The United Steelworkers Union won one the other day. In the deal, the Union was able to win a number of concession from Goodyear:

  1. Minimum staffing levels
  2. Prevention of shifting production to any facility not represented by the Steelworkers Union
  3. $600 million in updates to the plants to keep them modern
  4. Wage and benefit increases
  5. Continuation of cost of living increases.
  6. A plant in Tennessee that was closed will have it’s employees to receive a buy out

So lemme get this straight.  Companies across the country, world in fact, are trying to cut back to minimize the impact of the global recession [which has most certainly ended by the way].  We are seeing staff reductions, we are seeing wage freezes and even in some cases wage roll backs.  All of this in order to keep companies from having to close.  But Goodyear?  What are they doing?  Why, of course, they are promising that they will keep a minimum number of workers on the job; not a maximum.  They are promising that they won’t move work to any plant not in America represented by the SWA.  Yeah, did ya notice that?  The Union didn’t say that they couldn’t move the jobs out of city or out-of-state or country, they simply said that the couldn’t move them where the union didn’t have representation.  So, if Goodyear wanted, they couldn’t move the plant to a Right to Work State and avoid a represented racket work force.  Nice.
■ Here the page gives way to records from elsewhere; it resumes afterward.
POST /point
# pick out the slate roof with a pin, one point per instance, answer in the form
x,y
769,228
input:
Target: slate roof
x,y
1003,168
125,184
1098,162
Further, the Union was able to provide raises on top of cost of living increases to its membership.  All the while forcing Goodyear to spend $600 million in the plants so that they would be anchored to this ship wreck for the next several years.  Awesome.  Simply awesome.
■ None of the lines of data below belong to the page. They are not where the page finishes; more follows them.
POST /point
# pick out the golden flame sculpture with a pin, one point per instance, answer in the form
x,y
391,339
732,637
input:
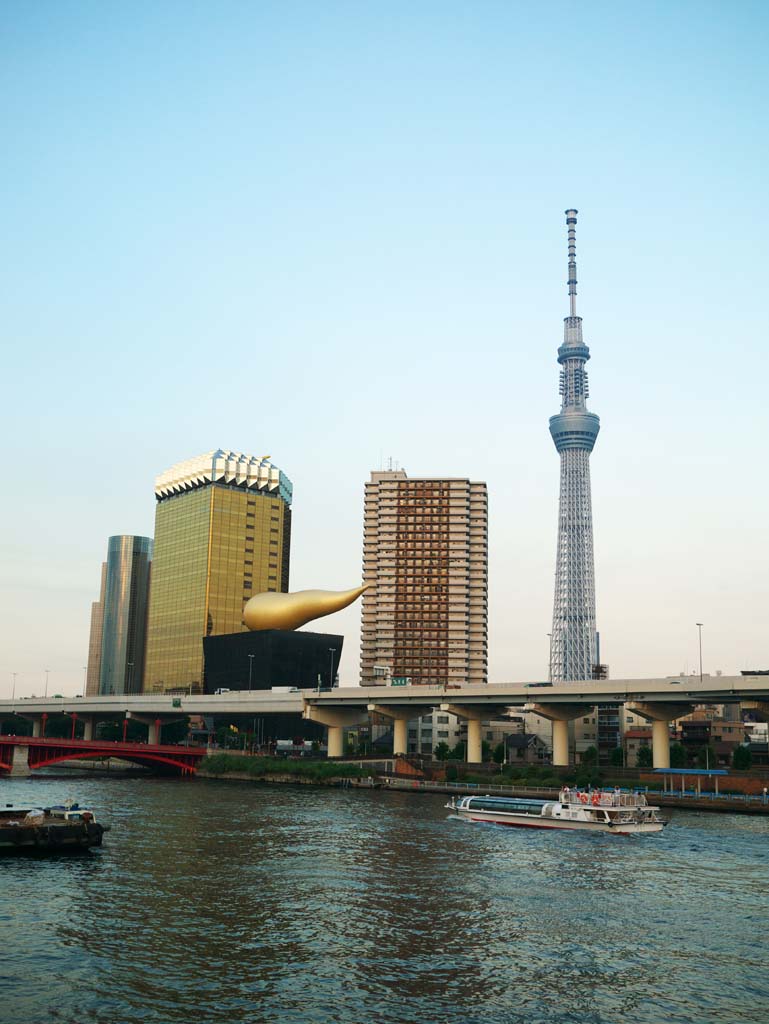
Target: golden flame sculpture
x,y
288,611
Meanwhile,the only mention of why  these plants are in need of protection comes when the article mentions:

The Tennessee factory has been severely hurt by the economic downturn and an influx of cheap tires from China

Let’s ignore the fact that all of the tire buying American’s enjoy the “cheap tires from China.”  We like to have things provided to us at a price that is less expensive than we could otherwise find in the market.  So, while the American tire makers may see a decline in their sales, or at least in their profits, the rest of America see more money in their pockets.  This could be anyone from the single mother trying to make it to work to the florist that has to rely on tires to deliver her flowers on time.  All of this means added productivity.

Allocation of scare resources with multiple uses.
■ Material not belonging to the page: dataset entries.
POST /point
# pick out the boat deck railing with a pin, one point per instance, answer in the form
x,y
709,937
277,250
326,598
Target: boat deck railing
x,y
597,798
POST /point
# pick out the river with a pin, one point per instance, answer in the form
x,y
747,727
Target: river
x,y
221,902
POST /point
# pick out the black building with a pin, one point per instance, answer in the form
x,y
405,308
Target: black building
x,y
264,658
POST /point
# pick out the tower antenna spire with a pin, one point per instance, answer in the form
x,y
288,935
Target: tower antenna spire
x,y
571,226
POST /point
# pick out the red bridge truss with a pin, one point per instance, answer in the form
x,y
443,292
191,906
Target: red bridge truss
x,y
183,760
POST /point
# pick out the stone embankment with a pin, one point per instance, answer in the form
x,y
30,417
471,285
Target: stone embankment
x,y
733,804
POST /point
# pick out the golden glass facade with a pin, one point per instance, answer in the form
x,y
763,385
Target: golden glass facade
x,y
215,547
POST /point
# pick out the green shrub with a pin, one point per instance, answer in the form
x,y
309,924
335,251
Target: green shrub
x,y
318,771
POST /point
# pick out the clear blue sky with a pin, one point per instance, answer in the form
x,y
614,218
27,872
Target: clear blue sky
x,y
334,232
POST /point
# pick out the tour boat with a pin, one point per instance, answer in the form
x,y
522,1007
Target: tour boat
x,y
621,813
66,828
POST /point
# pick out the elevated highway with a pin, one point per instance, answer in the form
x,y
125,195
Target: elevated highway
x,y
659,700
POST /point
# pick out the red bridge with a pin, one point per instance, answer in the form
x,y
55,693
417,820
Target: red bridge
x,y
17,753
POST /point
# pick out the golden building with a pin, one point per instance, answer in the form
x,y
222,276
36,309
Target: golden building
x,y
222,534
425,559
What we have now is an artificial allocation.  Or, people spending money on things that they wouldn’t otherwise spend that money on.  Which is almost always not optimal.  And somehow the press and the world rejoices at the fact that some Union jobs are saved at the expense of jobs elsewhere in the economy.  Jobs that have long ago ceased to be meaningful means of employment here in the US.  Here, you see, we are known for innovation and for services.  We need to free resources from the manual labor of tire making in order to free those minds to invent new kinds of tires.  Or news kinds of rubber.  Or any other of a long list of things yet to be invented but now prevented from being discovered.  All because of a racket.

But how, may you ask, can Goodyear continue to survive in this system where it is forced to pay fees and services to a work force that isn’t worth those fees and services?  Because, Mr. Obama has allowed Goodyear to charge an extra 35% for its tires adding directly to that companies bottom line.